Die Klamurke Belletristik

Krueggelmeier

Wer sich mit wenigem begnügen kann, hat’s leicht im Leben.

Jenes unbestimmte Bohren, das Gären von Fragen, die nach Formulierung und Antwort drängen, kannte Krüggelmeier nicht. Und da er kein Fragen kannte, war es ihm ein leichtes, fertige Antworten entgegenzunehmen und sie an andere, die, gleich ihm, nicht fragten, weiterzugeben. Krüggelmeier lebte in einer Welt aus Gewordenem, Fertigem. Manchmal, wenn er die fertigen Antworten auf ungestellte Fragen weitergab, gebrauchte er, und zwar meist mit großer Emphase, Ausdrücke wie „Lebensfragen“, „rätselhaftes Dasein“ und ähnliches; doch solche Ausdrücke gehörten zu seinem fertig übernommenen Repertoire; in Wirklichkeit konnten weder Lebensfragen noch Gefühle der Rätselhaftigkeit und des Staunens in seine erstarrte Welt aus Gewordenem eindringen und sie durcheinanderbringen.

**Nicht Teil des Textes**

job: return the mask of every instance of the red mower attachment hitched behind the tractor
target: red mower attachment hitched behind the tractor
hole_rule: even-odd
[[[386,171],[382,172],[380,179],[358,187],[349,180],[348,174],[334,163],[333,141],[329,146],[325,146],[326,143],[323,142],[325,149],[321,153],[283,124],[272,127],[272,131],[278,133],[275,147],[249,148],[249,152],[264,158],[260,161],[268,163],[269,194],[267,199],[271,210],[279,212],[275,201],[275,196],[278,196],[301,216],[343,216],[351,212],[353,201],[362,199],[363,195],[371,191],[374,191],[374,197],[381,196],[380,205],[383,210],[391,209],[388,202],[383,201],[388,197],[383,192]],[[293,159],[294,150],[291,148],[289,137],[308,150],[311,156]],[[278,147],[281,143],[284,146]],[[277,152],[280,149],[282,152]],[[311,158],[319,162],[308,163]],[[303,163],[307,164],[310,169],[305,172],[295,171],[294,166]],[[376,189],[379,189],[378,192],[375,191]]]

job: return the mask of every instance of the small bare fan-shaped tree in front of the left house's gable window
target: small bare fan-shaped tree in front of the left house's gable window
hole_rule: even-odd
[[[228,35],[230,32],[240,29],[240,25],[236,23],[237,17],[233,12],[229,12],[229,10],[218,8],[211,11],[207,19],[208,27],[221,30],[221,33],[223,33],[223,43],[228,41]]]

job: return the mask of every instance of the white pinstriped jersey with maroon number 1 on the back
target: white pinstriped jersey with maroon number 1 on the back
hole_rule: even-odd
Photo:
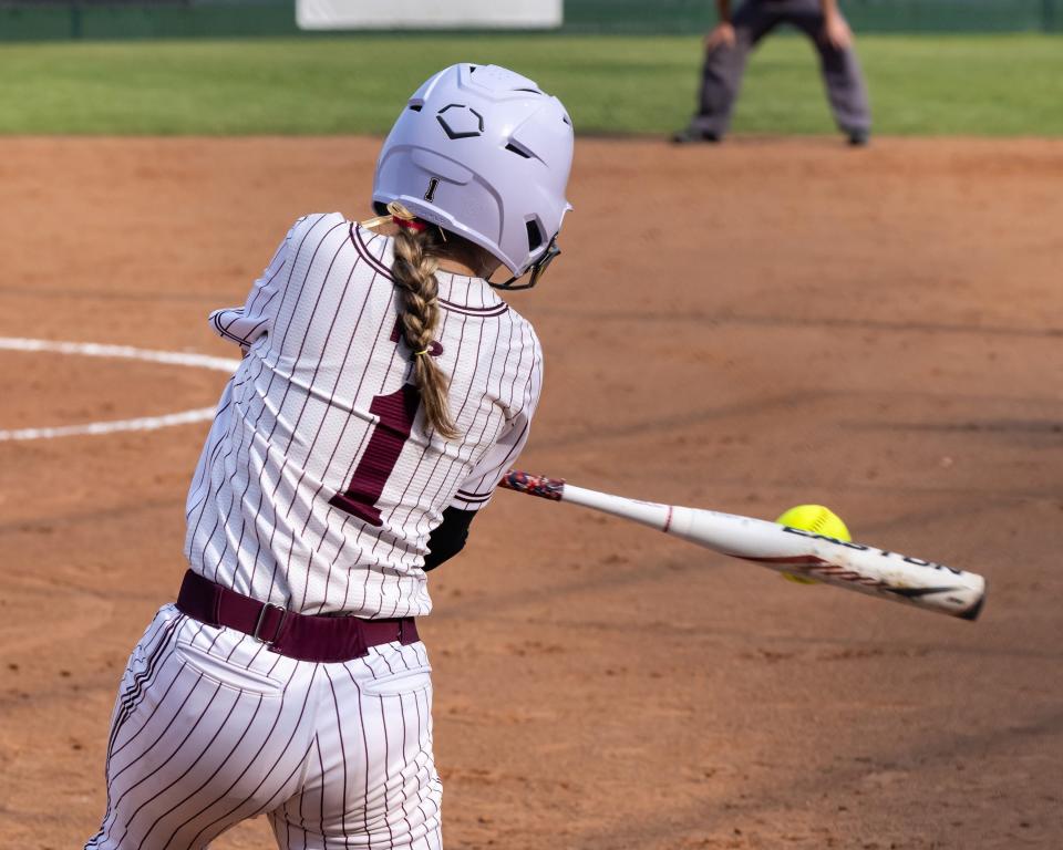
[[[461,437],[434,434],[401,339],[393,240],[299,219],[244,307],[210,323],[245,357],[187,500],[193,570],[303,613],[426,614],[430,532],[478,510],[528,436],[543,354],[479,278],[440,271],[430,356]]]

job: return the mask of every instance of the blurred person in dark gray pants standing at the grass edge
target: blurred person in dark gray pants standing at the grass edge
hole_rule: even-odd
[[[677,144],[719,142],[727,132],[745,62],[756,44],[782,23],[808,35],[834,120],[850,145],[866,145],[871,131],[867,89],[853,50],[853,31],[837,0],[745,0],[731,14],[731,0],[716,0],[720,22],[705,35],[701,100],[690,124],[672,136]]]

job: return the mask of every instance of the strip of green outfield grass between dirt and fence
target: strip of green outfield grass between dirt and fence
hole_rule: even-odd
[[[866,37],[875,128],[897,135],[1063,135],[1063,38]],[[0,46],[2,134],[383,133],[403,99],[462,60],[518,69],[579,132],[665,133],[694,103],[688,37],[365,35]],[[754,53],[734,129],[833,128],[812,45]]]

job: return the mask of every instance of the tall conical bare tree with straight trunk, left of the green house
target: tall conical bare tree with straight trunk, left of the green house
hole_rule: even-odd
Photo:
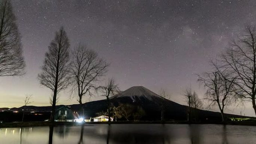
[[[51,122],[54,122],[57,94],[69,84],[69,48],[67,34],[61,27],[48,47],[42,72],[38,75],[40,84],[53,92]]]

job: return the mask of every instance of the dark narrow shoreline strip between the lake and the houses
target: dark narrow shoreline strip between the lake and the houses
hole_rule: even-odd
[[[228,122],[187,122],[187,121],[118,121],[118,122],[10,122],[0,123],[0,128],[20,128],[34,126],[76,126],[76,125],[98,125],[98,124],[200,124],[200,125],[242,125],[256,126],[256,121],[228,121]]]

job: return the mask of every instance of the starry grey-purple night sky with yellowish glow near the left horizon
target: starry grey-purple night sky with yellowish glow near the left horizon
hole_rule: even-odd
[[[25,94],[33,94],[33,105],[49,105],[51,91],[39,85],[37,75],[61,26],[71,49],[87,45],[111,63],[105,79],[115,77],[121,90],[163,88],[171,100],[185,104],[182,94],[189,85],[204,96],[195,74],[211,70],[210,59],[256,20],[254,0],[12,0],[12,5],[27,73],[1,77],[0,107],[22,106]],[[68,90],[61,92],[58,104],[78,103],[69,97]],[[97,99],[103,97],[92,97]],[[240,111],[254,116],[250,103],[226,110]]]

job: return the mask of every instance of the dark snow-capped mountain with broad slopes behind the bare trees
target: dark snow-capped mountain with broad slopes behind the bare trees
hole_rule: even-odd
[[[165,120],[187,120],[188,106],[155,94],[143,86],[134,86],[110,98],[110,102],[118,106],[119,104],[130,104],[140,106],[146,112],[141,120],[161,120],[163,110]],[[84,104],[86,117],[94,117],[98,112],[107,110],[107,100],[92,101]],[[192,108],[193,119],[198,121],[221,121],[221,114],[218,112],[199,110]],[[227,114],[229,117],[244,117]]]

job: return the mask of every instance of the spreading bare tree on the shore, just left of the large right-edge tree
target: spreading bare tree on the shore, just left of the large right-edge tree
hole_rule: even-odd
[[[205,96],[211,105],[218,105],[222,121],[225,120],[225,108],[232,104],[234,99],[234,83],[236,78],[229,78],[231,73],[223,71],[207,72],[198,75],[198,81],[207,89]]]

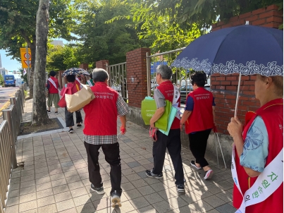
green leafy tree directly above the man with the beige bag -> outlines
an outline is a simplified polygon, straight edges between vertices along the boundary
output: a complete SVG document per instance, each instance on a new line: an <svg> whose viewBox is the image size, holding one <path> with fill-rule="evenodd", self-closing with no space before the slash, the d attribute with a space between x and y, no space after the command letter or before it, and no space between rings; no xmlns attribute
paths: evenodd
<svg viewBox="0 0 284 213"><path fill-rule="evenodd" d="M77 25L73 32L80 37L78 45L79 61L92 67L101 59L111 64L125 61L125 54L142 47L132 20L118 20L106 23L116 16L129 13L128 5L121 0L87 1L76 0Z"/></svg>

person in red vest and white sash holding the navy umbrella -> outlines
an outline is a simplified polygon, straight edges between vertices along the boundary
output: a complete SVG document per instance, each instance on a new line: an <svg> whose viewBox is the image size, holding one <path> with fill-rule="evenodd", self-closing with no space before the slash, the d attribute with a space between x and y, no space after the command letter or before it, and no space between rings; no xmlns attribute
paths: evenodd
<svg viewBox="0 0 284 213"><path fill-rule="evenodd" d="M254 186L257 178L265 172L266 166L273 162L283 149L283 76L257 75L254 93L261 107L250 118L245 128L237 117L231 118L228 124L228 132L235 145L235 178L238 179L242 191L241 194L234 184L233 205L236 208L240 208L245 202L242 195ZM283 164L280 167L283 173ZM266 181L264 187L260 185L261 190L259 188L251 197L246 196L245 200L261 195L263 190L267 190L266 186L272 184L275 179L268 176ZM280 186L264 201L245 207L246 212L283 212L283 180L280 181Z"/></svg>

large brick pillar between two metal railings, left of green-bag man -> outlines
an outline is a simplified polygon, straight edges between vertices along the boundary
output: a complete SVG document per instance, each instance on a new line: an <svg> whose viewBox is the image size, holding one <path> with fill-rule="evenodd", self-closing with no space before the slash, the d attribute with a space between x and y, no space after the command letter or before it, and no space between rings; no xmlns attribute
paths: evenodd
<svg viewBox="0 0 284 213"><path fill-rule="evenodd" d="M128 51L126 54L128 105L141 107L141 102L147 96L147 60L149 48L140 48Z"/></svg>

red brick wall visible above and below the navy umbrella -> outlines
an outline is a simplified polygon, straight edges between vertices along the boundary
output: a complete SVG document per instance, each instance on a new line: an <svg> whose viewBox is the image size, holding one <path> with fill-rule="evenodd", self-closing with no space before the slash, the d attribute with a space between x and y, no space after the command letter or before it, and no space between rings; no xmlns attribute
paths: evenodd
<svg viewBox="0 0 284 213"><path fill-rule="evenodd" d="M256 11L230 18L228 23L219 22L212 26L212 31L244 25L249 20L250 25L261 25L268 28L278 28L283 23L283 10L278 11L278 6L272 5ZM240 99L237 107L237 117L244 123L247 111L256 111L259 101L254 96L254 80L256 75L243 75L240 86ZM216 123L220 133L228 135L228 123L235 113L235 101L239 74L211 75L211 90L216 102Z"/></svg>

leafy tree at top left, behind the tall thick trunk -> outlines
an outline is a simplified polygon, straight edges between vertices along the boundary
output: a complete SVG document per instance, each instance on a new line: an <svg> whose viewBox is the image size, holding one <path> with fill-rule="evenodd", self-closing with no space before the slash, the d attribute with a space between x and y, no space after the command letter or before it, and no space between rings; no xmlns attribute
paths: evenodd
<svg viewBox="0 0 284 213"><path fill-rule="evenodd" d="M71 0L49 1L49 36L71 39L70 26L73 25ZM33 73L36 51L36 14L38 0L0 1L0 49L6 49L8 55L20 59L19 48L26 44L32 51L30 73L30 95L33 94Z"/></svg>

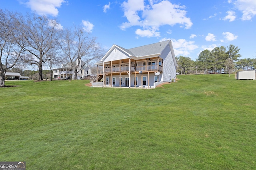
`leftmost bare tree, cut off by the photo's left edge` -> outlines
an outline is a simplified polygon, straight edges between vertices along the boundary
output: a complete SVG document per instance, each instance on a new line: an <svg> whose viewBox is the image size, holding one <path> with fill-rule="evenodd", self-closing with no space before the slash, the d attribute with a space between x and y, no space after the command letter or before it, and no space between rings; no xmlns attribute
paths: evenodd
<svg viewBox="0 0 256 170"><path fill-rule="evenodd" d="M24 40L16 29L18 15L0 9L0 86L4 86L6 70L16 64L23 51L23 46L16 44Z"/></svg>

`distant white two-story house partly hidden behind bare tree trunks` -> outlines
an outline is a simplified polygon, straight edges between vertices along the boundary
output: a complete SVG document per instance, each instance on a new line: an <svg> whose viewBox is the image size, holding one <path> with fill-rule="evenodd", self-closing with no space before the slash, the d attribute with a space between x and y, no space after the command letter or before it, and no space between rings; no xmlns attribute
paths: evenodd
<svg viewBox="0 0 256 170"><path fill-rule="evenodd" d="M78 65L78 60L76 61L76 66ZM61 64L61 68L53 69L53 78L54 79L69 79L70 77L74 79L74 72L76 66L72 66L72 64ZM82 68L81 68L82 66ZM90 67L84 65L84 62L80 60L80 64L77 67L78 73L77 73L77 79L84 78L85 76L90 76Z"/></svg>

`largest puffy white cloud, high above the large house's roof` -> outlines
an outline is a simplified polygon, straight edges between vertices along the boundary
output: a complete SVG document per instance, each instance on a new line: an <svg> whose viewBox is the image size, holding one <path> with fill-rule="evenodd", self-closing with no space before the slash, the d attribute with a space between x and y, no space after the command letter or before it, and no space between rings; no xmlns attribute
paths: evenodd
<svg viewBox="0 0 256 170"><path fill-rule="evenodd" d="M173 26L176 24L180 24L186 29L192 27L193 23L190 18L186 17L185 6L172 4L168 0L157 2L159 0L149 0L149 4L144 3L144 0L123 2L124 16L128 21L122 23L120 29L140 26L144 30L159 30L162 25Z"/></svg>

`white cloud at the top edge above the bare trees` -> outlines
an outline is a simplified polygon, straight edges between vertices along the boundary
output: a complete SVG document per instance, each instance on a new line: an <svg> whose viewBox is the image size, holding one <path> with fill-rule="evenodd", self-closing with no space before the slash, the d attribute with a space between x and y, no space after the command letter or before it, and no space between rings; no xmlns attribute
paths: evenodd
<svg viewBox="0 0 256 170"><path fill-rule="evenodd" d="M28 0L24 4L39 15L57 16L59 12L57 8L64 2L64 0Z"/></svg>

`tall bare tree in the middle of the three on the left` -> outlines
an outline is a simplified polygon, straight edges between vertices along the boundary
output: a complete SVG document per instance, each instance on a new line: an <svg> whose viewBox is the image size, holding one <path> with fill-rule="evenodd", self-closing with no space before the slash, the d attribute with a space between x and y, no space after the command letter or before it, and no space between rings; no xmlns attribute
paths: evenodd
<svg viewBox="0 0 256 170"><path fill-rule="evenodd" d="M55 36L58 23L56 20L50 20L46 16L32 16L27 14L26 19L20 18L20 31L26 37L25 43L19 43L24 46L23 60L29 64L36 64L39 70L38 80L43 80L42 67L48 61L48 52L56 46Z"/></svg>

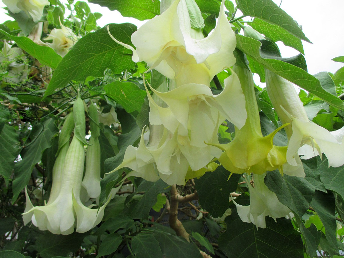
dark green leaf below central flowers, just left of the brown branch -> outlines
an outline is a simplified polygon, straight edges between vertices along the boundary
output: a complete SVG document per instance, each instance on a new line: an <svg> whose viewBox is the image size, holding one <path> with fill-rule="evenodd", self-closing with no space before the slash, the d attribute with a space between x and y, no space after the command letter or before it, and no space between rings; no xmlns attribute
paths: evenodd
<svg viewBox="0 0 344 258"><path fill-rule="evenodd" d="M133 200L130 205L127 204L124 213L133 219L145 219L149 216L150 209L157 203L157 195L166 192L169 185L159 179L157 182L143 181L136 192L145 191L140 200ZM129 197L129 196L128 196ZM126 202L128 201L128 197Z"/></svg>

Deshalb hatte Krüggelmeier auch keinerlei Probleme, es in einer Sekte, welche die Beschäftigung mit Lebensfragen in ihrem Programm hatte, zu einer führenden Position zu bringen. Fragende würden in solch abgesicherter Welt nur stören; eine solche Welt braucht Menschen wie Krüggelmeier.

Drum seien wir denn froh, daß es sie gibt.